All relationships – almost all, the exceptions are negligible, can be left out of account – become ugly. In the beginning they are beautiful. In the beginning you don’t show the reality, in the beginning you pretend. Once the relationship settles and you relax, your inner conflict bubbles up and starts being mirrored in your relationship – then fights, then a thousand and one ways of nagging each other, destroying each other. Hence the attraction for homosexuality: whenever a society has become too much – because at least a man in love with a man is not that much in conflict. The love relationship may not be very satisfying, may not lead to tremendous bliss and orgasmic moments, but at least it is not as ugly as the relationship between a man and a woman. Women become lesbians whenever the conflict becomes too much, because at least the love relationship between two women is not so deep in conflict. The same meets the same, they can understand each other.
Yes, understanding is possible, but the attraction is lost, the polarity is lost. It is at a very great cost. Understanding is possible, but the whole tension, the challenge, is lost. And if you choose challenge, then comes conflict, because the real problem is somewhere within you. Unless you have settled, come to a deep harmony between your female and male mind, you will not be able to love.
People come to me and they ask how to go deep in a relationship. I tell them, “First, go deeply into meditation. Unless you are resolved within yourself you will create more problems than you already have. If you move in relationship all your problems will be multiplied.” Just watch.
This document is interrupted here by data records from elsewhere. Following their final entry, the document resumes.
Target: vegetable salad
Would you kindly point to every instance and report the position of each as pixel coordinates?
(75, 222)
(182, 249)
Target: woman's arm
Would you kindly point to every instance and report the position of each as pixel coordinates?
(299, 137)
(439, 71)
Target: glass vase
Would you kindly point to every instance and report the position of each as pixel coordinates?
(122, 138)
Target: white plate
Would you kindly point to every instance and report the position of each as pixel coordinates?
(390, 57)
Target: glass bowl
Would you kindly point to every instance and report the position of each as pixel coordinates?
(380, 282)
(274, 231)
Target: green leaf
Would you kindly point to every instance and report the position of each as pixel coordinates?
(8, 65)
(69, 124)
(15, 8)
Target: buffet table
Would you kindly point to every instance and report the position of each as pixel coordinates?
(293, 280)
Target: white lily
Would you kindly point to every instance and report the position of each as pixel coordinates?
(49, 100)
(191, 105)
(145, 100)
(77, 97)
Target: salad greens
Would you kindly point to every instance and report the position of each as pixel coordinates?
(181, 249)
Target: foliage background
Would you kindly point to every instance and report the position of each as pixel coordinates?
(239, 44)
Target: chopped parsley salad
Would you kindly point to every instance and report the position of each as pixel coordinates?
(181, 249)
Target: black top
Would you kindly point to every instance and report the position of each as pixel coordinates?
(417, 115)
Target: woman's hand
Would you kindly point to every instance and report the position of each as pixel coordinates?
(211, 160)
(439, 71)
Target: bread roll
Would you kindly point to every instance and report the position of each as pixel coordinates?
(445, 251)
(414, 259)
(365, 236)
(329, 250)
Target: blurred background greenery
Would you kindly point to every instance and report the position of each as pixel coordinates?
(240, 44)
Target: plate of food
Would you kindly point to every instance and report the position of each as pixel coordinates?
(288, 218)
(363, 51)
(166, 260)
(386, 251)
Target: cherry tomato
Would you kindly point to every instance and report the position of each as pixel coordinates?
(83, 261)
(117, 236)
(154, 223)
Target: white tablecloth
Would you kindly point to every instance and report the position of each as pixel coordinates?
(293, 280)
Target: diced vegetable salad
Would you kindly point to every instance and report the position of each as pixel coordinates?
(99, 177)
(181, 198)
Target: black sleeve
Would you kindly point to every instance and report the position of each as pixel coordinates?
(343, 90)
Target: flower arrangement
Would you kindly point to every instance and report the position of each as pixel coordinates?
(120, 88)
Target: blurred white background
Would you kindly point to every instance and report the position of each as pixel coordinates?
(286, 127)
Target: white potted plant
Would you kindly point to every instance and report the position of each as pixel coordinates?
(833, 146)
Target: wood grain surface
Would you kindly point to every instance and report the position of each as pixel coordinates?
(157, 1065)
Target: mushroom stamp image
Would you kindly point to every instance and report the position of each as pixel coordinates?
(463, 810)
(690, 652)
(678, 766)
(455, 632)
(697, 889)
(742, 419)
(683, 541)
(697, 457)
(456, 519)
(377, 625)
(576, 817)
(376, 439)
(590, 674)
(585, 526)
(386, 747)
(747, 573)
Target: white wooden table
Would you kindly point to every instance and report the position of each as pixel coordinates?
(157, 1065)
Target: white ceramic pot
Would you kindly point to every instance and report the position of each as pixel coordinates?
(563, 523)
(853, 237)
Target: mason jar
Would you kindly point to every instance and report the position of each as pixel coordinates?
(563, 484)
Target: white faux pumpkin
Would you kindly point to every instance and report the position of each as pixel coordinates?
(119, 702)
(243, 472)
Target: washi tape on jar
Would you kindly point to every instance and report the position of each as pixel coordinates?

The greatest and the most beautiful thing on earth is love, but can you find anything more ugly, more hell-creating?
Mulla Nasruddin once told me, “Well, I’ve been putting off the evil day for months, but I have got to go this time.”
“Dentist or doctor?” I enquired.
“Neither,” he said, “I am getting married.”
People go on avoiding marriage, people go on putting it off. When some day they find it impossible to get out of it, only then do they relax.
Where is the problem? Why are people so afraid of getting deeply involved? Involvement immediately creates fear; commitment immediately creates fear – and the modern man wants to have sex but no love.
A woman told me that she wants sex only with strangers. Traveling in a train, meeting a stranger, that’s okay, but not even with someone who is friendly or familiar.
I asked, “Why?”
She said that once you make love to someone who is known to you, some involvement starts. In a train, on a journey, you meet, make love –you don’t know even what the other person’s name is, who he is, from where he comes. You get down when your station comes and he moves away, forgotten forever. He leaves no scratch, you remain completely clean. You come out of it completely clean and unscratched.